A woman yelling at me on a train isn’t the worst thing that’s happened to me.
The worst thing was realizing I was gay while attending a Catholic college that wouldn’t allow sexual orientation in its non-discrimination policy, which vowed to kick gay students out. And it was having the first person I came out to—my best friend and roommate—refuse to speak to me for a month and tell me that I would burn in hell. And it was feeling responsible for the massive strain my coming out caused in my conservative, Catholic family. And it was repeatedly getting blackout drunk so I could sleep with a man and attempt to straighten myself out. And it was lying to people for years about who I was after I figured it out. And it was breaking off friendships and not allowing anyone to really know me so that I wouldn’t have to lie. And then finding the courage to date and love women and being screamed at on the street or the train or a bunch of other places for it.
I’m lucky. I figured out that my being a lesbian wasn’t harming anyone—not even myself—and that I’d been doing more harm by denying it. I had the time to wait out difficulty with family and friends. I grew the confidence to date and not to take guff from silly ladies on trains. I saw the benefits of honesty, and I met many people who helped me along the way. I’m proud of myself for getting through those things and I wouldn’t take them back. Tritely: They made me the person I am today and I like the parts of me that they made. But it was not a funfetti cakewalk.
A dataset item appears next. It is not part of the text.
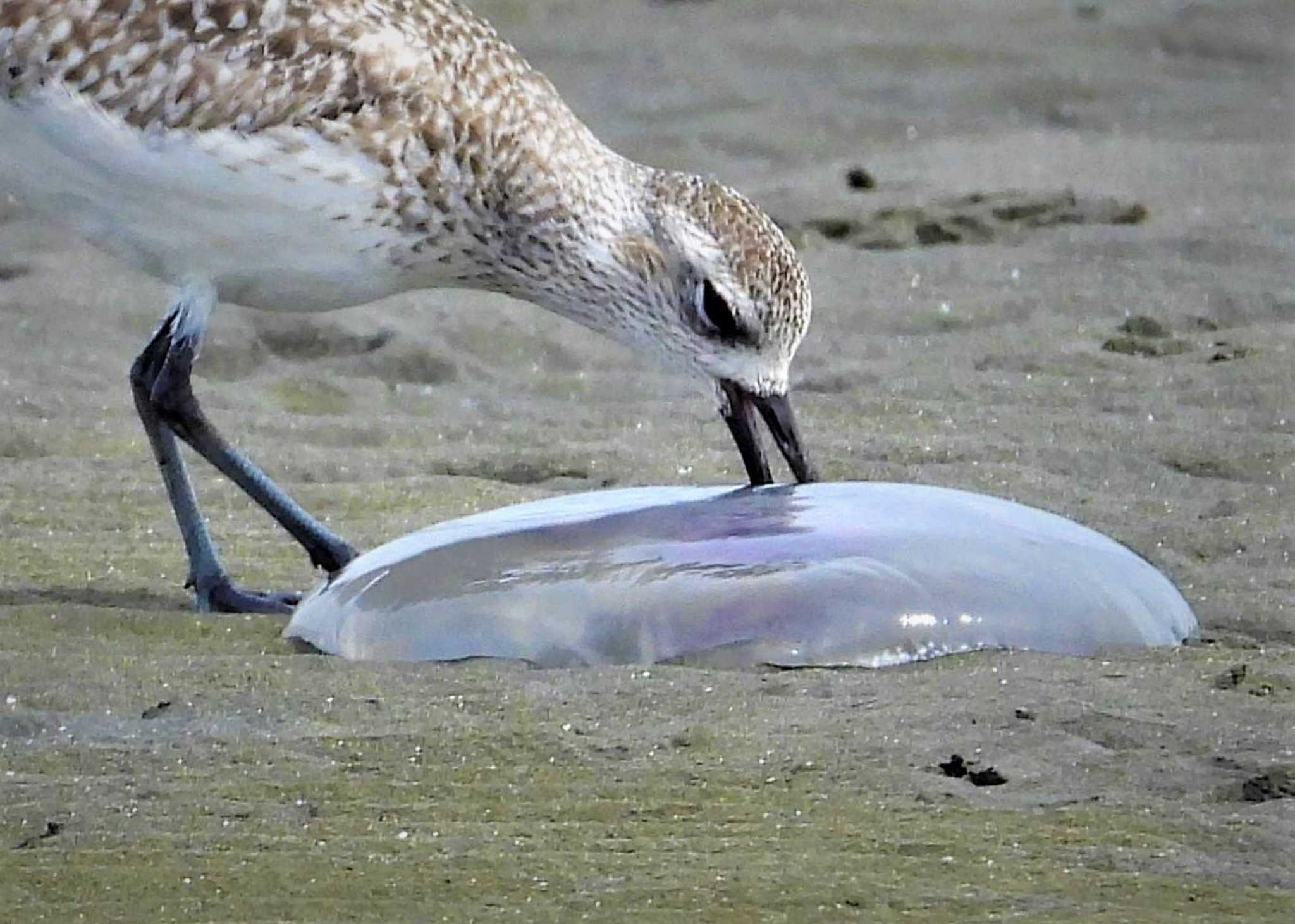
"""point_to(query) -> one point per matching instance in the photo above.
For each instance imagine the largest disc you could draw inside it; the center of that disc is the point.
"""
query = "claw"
(226, 596)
Perhaps there are gay folks out there whose lives don’t include these sharp-ass milestones; the pals I’ve talked to all hit them in one way or other. These are the experiences that make me want to cauliflower my ears closed whenever a straightdude comic jokes about that one time he was called a faggot. I don’t even like typing that word. It’s a word that’s still yelled at people like me while they are beaten to death. I take it seriously, and I’m not ashamed of that.
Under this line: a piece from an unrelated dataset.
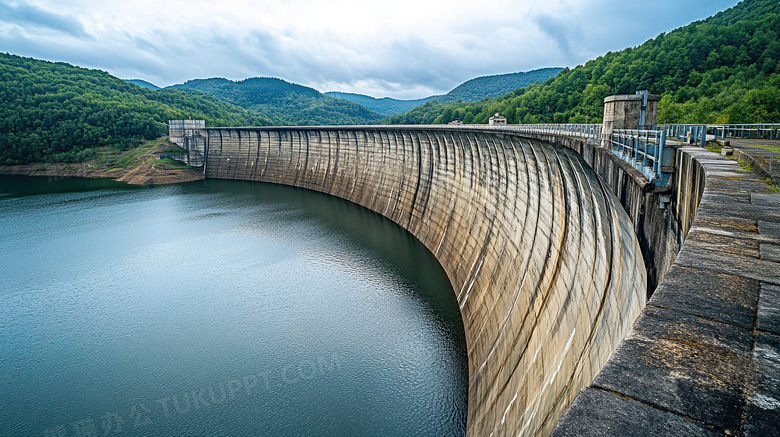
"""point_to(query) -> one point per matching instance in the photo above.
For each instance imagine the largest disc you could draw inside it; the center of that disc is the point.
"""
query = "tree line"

This is how I write a column about political correctness—I start with a train story from five years ago, then I mention the Bible a bit and sort of spin a flowery list of hardships, and finally I slip in the F-word.
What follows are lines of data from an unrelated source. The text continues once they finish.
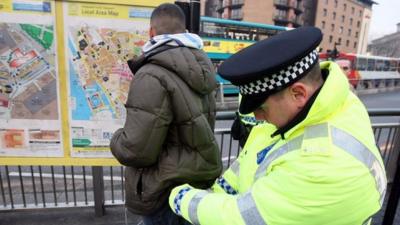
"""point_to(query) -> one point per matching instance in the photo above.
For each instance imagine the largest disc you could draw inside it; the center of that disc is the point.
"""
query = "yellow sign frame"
(67, 160)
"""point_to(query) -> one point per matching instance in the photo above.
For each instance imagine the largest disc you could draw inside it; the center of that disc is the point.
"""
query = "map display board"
(99, 77)
(30, 123)
(64, 77)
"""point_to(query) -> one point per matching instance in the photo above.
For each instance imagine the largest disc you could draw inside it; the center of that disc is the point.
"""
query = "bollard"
(98, 190)
(394, 194)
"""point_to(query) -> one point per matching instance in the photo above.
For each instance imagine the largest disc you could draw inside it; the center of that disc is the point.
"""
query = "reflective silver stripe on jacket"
(341, 139)
(288, 147)
(193, 204)
(359, 151)
(248, 210)
(235, 167)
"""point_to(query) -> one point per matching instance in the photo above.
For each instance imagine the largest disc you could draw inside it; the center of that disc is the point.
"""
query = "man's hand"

We’re living in a weird time when Selma might win a Best Picture Oscar but “social justice warrior” is an oft-slung, low-blow insult. Earlier this week, New York Magazine published a piece by Jonathan Chait titled Not A Very P.C. Thing To Say. In it, Chait speaks against the limitations of what he perceives to be our overly policed culture, setting a link between trigger warnings and censorship. And in it, like in this column, he uses his own experience. But his experience is in what he has seen or read or researched—he has seen trigger warnings overused; he has read accounts by people of color about how white folks require “proper etiquette” from them; he has researched his way into a compelling argument.
I understand his point. Sensitivity can slide into censorship. And yet I think any conversation that moves from sensitivity to censorship is missing a stop in the middle—truth.
It is true that the things in this column happened to me. And it’s true that they happened to me specifically because I am gay and because I am gay only. They have a cause—hatred/ignorance—and that cause is worth combatting. It’s required, actually. I cannot hear a joke that includes the word faggot without thinking of the kid, the adult, who is having that word slung at him at that moment. That doesn’t mean we should never use it. But we should use it powerfully, mindfully. We should use it to go to peaceful war. We should use it sensitively, to tell new stories and we should use it for truth. If this need for sensitivity offends you, I will ask: Why are you being so sensitive?